Modules Are the Vocabulary of Ansible
Every task you write is a single module call. Modules are organised into collections
that are namespaced as namespace.collection.module. The most common are
ansible.builtin.* (ships with the engine) and the community collections like
community.mysql.* and ansible.posix.*.
System & Identity Modules
| Module | What it does | Key args |
|---|---|---|
ansible.builtin.user | Manage Linux users | name, state, shell, groups, append |
ansible.builtin.group | Manage Linux groups | name, state, gid |
ansible.builtin.systemd | Start / stop / enable services | name, state, enabled |
ansible.builtin.cron | Manage crontab entries | name, minute, hour, job |
ansible.builtin.hostname | Set the hostname | name |
ansible.builtin.mount | Mount filesystems and update fstab | path, src, fstype, state |
ansible.posix.sysctl | Set kernel runtime parameters | name, value, sysctl_set |
ansible.posix.firewalld | Manage firewalld rules | service, port, state, permanent |
ansible.builtin.selinux | Manage SELinux mode | policy, state |
ansible.builtin.timezone | Set system timezone | name |
Files & Templates Modules
| Module | What it does | Key args |
|---|---|---|
ansible.builtin.copy | Push a file to the remote host | src, dest, owner, group, mode, backup |
ansible.builtin.template | Render a Jinja2 template, then push | src, dest, owner, group, mode |
ansible.builtin.fetch | Pull a file from the remote host | src, dest, flat |
ansible.builtin.file | Set permissions, create dirs, symlinks | path, state, mode, owner |
ansible.builtin.lineinfile | Ensure a single line exists in a file | path, regexp, line, state |
ansible.builtin.blockinfile | Manage a block of text in a file | path, marker, block |
ansible.builtin.replace | Replace text matching a regex | path, regexp, replace |
community.general.ini_file | Manage settings in INI files | path, section, option, value |
ansible.builtin.unarchive | Extract zip / tar / tgz archives | src, dest, remote_src |
ansible.builtin.stat | Inspect a file (exists, size, mtime…) | path |
Packages, Network & Database Modules
| Module | What it does | Key args |
|---|---|---|
ansible.builtin.dnf | Install / remove RPMs (OEL, RHEL 8+) | name, state |
ansible.builtin.yum | Same for older RHEL/CentOS | name, state |
ansible.builtin.apt | Debian / Ubuntu package manager | name, state, update_cache |
ansible.builtin.pip | Install Python packages | name, virtualenv |
ansible.builtin.get_url | Download a URL | url, dest, mode, checksum |
ansible.builtin.uri | HTTP request from the remote host | url, method, body, status_code |
ansible.builtin.git | Clone / pull a git repo | repo, dest, version |
community.mysql.mysql_db | Create / drop / dump MySQL DBs | name, state, target |
community.mysql.mysql_user | Manage MySQL users + grants | name, password, priv, state |
community.postgresql.postgresql_db | Create / drop PostgreSQL DBs | name, state, owner |
Discovering New Modules
BASH — exploring modules from the CLI
# show docs for a single module (interactive less view)
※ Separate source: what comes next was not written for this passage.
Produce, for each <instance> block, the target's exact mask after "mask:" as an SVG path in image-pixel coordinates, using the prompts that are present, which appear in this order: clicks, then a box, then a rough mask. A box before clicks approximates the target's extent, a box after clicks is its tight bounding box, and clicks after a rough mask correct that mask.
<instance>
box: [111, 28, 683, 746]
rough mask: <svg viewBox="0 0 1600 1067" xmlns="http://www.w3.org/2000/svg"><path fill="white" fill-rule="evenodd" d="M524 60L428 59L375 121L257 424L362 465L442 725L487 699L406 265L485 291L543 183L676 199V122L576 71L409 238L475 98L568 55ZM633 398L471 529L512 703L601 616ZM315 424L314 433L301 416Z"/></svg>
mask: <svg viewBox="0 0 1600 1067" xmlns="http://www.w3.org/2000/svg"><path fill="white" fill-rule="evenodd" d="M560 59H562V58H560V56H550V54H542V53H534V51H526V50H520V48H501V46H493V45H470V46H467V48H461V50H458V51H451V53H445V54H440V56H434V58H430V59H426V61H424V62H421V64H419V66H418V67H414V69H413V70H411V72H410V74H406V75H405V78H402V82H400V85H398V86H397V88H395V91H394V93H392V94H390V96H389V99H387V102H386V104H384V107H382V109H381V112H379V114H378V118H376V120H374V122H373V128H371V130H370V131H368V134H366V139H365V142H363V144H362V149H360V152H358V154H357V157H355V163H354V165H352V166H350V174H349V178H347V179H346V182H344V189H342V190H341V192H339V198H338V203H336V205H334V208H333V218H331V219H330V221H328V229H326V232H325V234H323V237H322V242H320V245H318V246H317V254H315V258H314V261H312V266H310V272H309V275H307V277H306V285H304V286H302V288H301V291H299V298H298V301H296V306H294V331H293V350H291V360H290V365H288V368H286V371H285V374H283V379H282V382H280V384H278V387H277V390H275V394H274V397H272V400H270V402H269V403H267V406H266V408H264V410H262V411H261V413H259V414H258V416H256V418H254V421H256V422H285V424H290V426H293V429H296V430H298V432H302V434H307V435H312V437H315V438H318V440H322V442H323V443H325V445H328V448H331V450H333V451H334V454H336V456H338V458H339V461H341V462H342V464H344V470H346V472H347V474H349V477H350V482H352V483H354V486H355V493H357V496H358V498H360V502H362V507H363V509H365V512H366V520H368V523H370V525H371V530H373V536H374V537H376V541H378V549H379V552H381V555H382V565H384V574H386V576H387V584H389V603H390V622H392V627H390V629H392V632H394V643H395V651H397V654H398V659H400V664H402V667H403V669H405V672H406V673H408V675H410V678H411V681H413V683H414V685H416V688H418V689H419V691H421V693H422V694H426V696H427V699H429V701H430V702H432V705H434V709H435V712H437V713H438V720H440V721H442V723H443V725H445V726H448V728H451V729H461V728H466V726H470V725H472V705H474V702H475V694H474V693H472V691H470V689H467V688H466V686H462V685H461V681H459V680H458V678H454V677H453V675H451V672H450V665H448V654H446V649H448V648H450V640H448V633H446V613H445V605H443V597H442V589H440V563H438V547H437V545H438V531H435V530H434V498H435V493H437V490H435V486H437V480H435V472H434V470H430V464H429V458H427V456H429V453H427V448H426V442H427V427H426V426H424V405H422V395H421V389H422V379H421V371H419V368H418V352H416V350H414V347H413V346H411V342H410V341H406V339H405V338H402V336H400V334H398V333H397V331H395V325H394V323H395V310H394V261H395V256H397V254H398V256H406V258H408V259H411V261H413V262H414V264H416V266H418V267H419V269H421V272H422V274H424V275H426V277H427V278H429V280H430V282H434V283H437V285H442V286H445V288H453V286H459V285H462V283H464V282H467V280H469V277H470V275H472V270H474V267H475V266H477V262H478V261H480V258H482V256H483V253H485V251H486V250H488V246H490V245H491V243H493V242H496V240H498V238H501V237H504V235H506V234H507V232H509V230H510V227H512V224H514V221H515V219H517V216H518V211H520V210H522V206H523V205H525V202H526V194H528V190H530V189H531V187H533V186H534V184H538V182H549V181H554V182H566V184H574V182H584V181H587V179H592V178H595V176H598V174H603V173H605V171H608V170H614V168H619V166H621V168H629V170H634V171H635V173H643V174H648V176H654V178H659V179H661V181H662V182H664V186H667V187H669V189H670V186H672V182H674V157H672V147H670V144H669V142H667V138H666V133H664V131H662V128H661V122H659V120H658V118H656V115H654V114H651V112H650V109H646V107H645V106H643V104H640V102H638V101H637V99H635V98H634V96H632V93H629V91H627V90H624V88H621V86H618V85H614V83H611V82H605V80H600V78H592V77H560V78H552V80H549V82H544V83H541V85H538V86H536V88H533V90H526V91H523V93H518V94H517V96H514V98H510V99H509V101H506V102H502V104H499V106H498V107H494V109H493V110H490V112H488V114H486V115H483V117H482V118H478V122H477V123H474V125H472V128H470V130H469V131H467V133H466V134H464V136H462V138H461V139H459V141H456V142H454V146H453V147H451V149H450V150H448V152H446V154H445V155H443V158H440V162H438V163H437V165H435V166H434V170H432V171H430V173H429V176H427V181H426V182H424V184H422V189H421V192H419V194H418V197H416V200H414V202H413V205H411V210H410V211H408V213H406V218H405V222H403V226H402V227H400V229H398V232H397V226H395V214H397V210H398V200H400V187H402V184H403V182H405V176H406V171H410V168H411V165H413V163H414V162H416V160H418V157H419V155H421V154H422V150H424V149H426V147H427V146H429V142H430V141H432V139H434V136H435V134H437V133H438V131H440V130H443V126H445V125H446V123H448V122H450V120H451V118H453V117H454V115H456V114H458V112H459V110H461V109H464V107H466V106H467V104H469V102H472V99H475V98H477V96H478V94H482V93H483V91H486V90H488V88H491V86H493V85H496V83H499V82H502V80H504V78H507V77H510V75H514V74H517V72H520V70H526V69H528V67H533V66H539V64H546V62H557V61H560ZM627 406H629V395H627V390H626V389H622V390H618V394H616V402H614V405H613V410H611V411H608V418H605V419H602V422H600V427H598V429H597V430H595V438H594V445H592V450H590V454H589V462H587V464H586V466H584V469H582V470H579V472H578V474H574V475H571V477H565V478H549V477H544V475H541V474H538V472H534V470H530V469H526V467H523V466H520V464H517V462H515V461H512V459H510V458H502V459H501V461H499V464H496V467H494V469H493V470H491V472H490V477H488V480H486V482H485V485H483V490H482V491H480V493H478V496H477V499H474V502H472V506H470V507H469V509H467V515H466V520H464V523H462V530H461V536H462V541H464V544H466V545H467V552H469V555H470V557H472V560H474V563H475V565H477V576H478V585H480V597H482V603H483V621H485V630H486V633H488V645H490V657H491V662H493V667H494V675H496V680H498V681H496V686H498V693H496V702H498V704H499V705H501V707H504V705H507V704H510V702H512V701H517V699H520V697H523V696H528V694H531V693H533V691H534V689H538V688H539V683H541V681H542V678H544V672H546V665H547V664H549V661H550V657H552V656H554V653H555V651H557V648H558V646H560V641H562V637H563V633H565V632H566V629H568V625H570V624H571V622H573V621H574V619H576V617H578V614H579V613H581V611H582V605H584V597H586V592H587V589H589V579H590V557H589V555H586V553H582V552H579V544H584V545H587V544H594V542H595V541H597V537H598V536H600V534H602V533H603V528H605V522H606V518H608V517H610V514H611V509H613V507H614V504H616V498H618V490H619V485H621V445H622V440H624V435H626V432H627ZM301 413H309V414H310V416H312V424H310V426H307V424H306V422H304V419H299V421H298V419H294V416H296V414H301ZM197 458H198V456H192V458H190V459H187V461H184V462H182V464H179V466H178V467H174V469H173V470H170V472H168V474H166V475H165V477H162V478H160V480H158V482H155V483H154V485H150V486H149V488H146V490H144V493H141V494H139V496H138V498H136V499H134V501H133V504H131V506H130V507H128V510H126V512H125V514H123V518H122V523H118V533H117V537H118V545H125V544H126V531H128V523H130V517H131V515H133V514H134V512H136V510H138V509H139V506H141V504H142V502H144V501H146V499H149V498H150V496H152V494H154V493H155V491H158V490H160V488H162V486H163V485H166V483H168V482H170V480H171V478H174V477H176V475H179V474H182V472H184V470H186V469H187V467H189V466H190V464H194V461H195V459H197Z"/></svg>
ansible-doc ansible.builtin.user
# list every module ansible knows about (3000+ lines)
ansible-doc -l
# search by keyword
ansible-doc -l | grep -i firewall
# show what arguments a module accepts (fast)
ansible-doc -s ansible.builtin.systemd
# ↑ prints a YAML snippet you can paste into a playbook
💡 Tip: Bookmark
ansible-doc -s <module>. It dumps a YAML skeleton with every argument commented — copy it into your playbook and fill in the values you need. Fully-Qualified Names — Why You Should Use Them
Older playbooks used short names like user: or copy:. New code should
use the fully-qualified collection name (FQCN): ansible.builtin.user:,
ansible.builtin.copy:. This is unambiguous, explicit, and avoids name collisions
when two collections happen to ship a module of the same name.
⚠ Warning: Ansible 2.10+ deprecated short names for modules outside
ansible.builtin.*. Always FQCN community modules: community.mysql.mysql_db rather than just mysql_db. The short form may keep working, but the linter will warn.